В номере Жиров первым делом достал из сумки бутылку водки и шоколадку «Марс». Сполоснул под краном чашку, одиноко тулившуюся на холодильнике возле миниатюрного электрочайника, плеснул на донышко и, крякнув, выпил. Закусил шоколадкой, закурил и, не снимая обуви, растянулся на кровати.
В целом, у Жирова было всё нормально. Со смерти жены прошло довольно много времени, он уже почти и забыл, что такое семейная жизнь. С Лизкой, дочерью, установились нормальные, можно сказать, практичные отношения, пока она росла, обязанности по дому они распределили между собой вполне равноправно, например, Жиров занимался стиркой, а Лиза уборкой. В Москве дочка поступила на бюджетное отделение мединститута и подрабатывала санитаркой в больнице. Иногда она просила у отца деньги, но нечасто и очень небольшие суммы.
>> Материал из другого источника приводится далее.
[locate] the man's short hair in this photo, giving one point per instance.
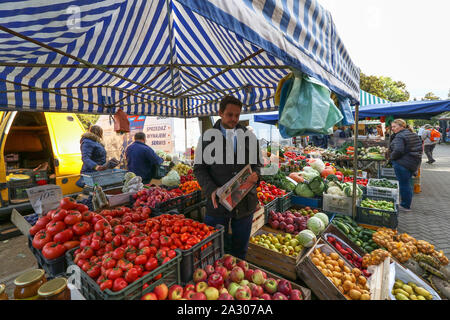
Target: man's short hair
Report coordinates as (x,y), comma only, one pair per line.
(229,100)
(139,136)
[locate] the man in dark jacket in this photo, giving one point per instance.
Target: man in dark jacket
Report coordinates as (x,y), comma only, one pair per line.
(213,174)
(141,159)
(406,155)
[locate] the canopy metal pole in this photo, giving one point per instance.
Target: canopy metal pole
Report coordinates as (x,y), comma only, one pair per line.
(355,159)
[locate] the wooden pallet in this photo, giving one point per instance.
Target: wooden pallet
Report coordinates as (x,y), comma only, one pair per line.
(272,260)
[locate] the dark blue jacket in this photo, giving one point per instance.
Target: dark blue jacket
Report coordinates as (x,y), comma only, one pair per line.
(93,153)
(141,160)
(406,149)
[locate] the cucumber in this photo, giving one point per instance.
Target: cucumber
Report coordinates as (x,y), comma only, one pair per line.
(342,227)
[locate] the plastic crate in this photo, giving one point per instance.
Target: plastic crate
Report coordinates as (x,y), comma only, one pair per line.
(387,172)
(284,203)
(383,192)
(273,205)
(199,256)
(54,268)
(104,178)
(337,204)
(377,217)
(18,188)
(307,202)
(170,274)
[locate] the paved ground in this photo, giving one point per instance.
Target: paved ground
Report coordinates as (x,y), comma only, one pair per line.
(430,219)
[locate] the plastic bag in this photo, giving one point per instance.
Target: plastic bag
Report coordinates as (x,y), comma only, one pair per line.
(347,113)
(172,179)
(306,108)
Жиров, разумеется, никогда не отказывал, тем более что зарплату в последние годы платили достойную, Аля как грамотный начальник ухитрялась пробивать для прокуратуры всякие спонсорские фонды, так что с квартальными и годовой премиями проблем не возникало. Криминальная обстановка в городе тоже стала вполне умиротворённой, не чета бурным девяностым, те бандюганы, что выжили, постарались по мере возможности легализоваться и держали братву в узде похлеще, чем прокурорские. В определённом смысле возвращались старые советские времена, которые Жиров чуть-чуть застал в начале своей карьеры следователем, когда каждый труп являлся чрезвычайным происшествием. Через пятнадцать лет выйду на пенсию, подумал Жиров, дострою дачку, Лизка внуков нарожает, буду с ними нянчиться.
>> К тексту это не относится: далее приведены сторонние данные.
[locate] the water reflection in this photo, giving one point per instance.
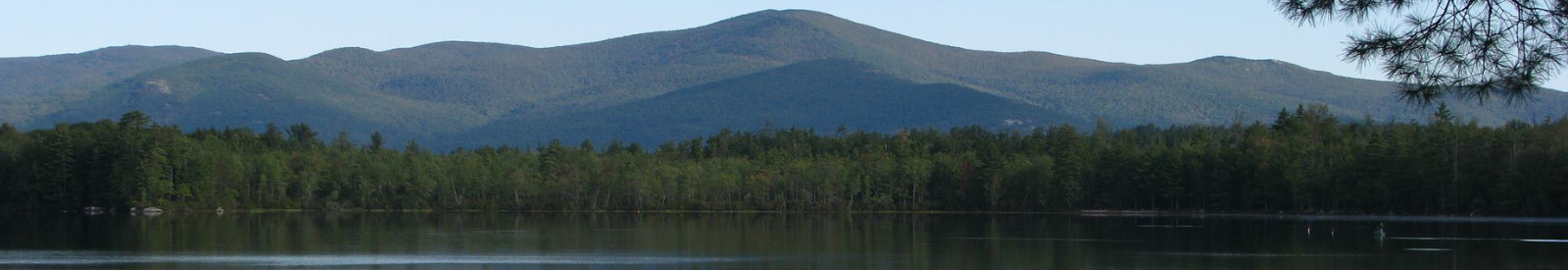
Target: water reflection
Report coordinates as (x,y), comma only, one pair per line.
(764,241)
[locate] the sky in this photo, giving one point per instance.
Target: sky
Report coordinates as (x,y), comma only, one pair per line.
(1141,31)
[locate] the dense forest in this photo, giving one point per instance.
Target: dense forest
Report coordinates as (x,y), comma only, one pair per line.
(1306,162)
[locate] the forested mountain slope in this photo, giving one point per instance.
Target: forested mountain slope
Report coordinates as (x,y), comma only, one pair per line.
(475,93)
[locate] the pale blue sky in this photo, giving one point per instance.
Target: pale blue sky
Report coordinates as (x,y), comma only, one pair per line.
(1142,31)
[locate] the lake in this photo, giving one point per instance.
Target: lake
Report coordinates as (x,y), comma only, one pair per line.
(772,241)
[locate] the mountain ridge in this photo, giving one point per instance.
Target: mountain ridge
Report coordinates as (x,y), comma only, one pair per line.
(467,89)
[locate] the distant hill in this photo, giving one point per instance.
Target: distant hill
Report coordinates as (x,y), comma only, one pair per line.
(38,85)
(812,94)
(736,73)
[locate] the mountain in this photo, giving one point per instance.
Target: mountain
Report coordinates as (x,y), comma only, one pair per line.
(737,73)
(812,94)
(39,85)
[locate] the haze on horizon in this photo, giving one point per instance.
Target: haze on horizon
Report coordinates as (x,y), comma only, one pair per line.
(1141,31)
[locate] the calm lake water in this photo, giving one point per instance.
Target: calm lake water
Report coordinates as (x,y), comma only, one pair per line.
(768,241)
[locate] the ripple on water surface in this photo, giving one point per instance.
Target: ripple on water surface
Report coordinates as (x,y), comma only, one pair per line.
(98,258)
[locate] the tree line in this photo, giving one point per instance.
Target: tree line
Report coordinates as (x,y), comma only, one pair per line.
(1305,162)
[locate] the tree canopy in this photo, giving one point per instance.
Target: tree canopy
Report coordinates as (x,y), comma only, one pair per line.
(1474,49)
Его немного беспокоил роман, почти случайно закрутившийся прошлым летом с Валей, ровесницей дочери, практиканткой юрфака, которая пришла к нему в отдел на стажировку. Они оказались в одной койке после сабантуя на работе, утром Жиров невесело рассматривал в зеркале ванной седые волосы, которые росли, к сожаленью, и на груди, и по краям лысины, и там, куда обычно не показывают пальцем. Он не очень понимал, что в нём нашла девица на двадцать пять лет младше его, наверное, ей просто любопытно, решил он. Они встречались не так часто, но регулярно, Валя порывалась поехать вместе в санаторий, Жиров благоразумно объяснил, что всё же не стоит афишировать отношения. Ладно, подумал он, покувыркается со мной какое-то время, потом встретит нормального молодого парня, полюбит, всё у неё будет хорошо.
На следующее утро Жирова, выспавшегося, с аппетитом позавтракавшего в столовой с видом на графский парк (главный корпус санатория размещался в бывшей дворянской усадьбе) осмотрела доктор Селезнёва.
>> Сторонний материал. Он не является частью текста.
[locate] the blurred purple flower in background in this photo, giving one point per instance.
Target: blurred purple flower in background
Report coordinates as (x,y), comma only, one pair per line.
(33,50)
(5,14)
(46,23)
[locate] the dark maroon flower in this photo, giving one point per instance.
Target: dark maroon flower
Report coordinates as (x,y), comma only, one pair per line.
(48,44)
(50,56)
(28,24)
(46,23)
– Не так плохо, – обрадовала она. – Спина, конечно, запущена, но дело поправимое. Походите к Наталье Сергеевне на процедуры, я выпишу лекарства, надо будет принимать, не лениться. В вашем возрасте, Иван Иванович, – доктор посмотрела в медицинскую книжку Жирова, – ставить на себе крест непозволительно, сорок пять лет – мужчина в расцвете.
– А я и не ставлю, – сказал Жиров. – Просто работа такая, сидячий образ жизни, хотя я каждый понедельник даю торжественное обещание делать зарядку по утрам. А Наталья Сергеевна это Уварова?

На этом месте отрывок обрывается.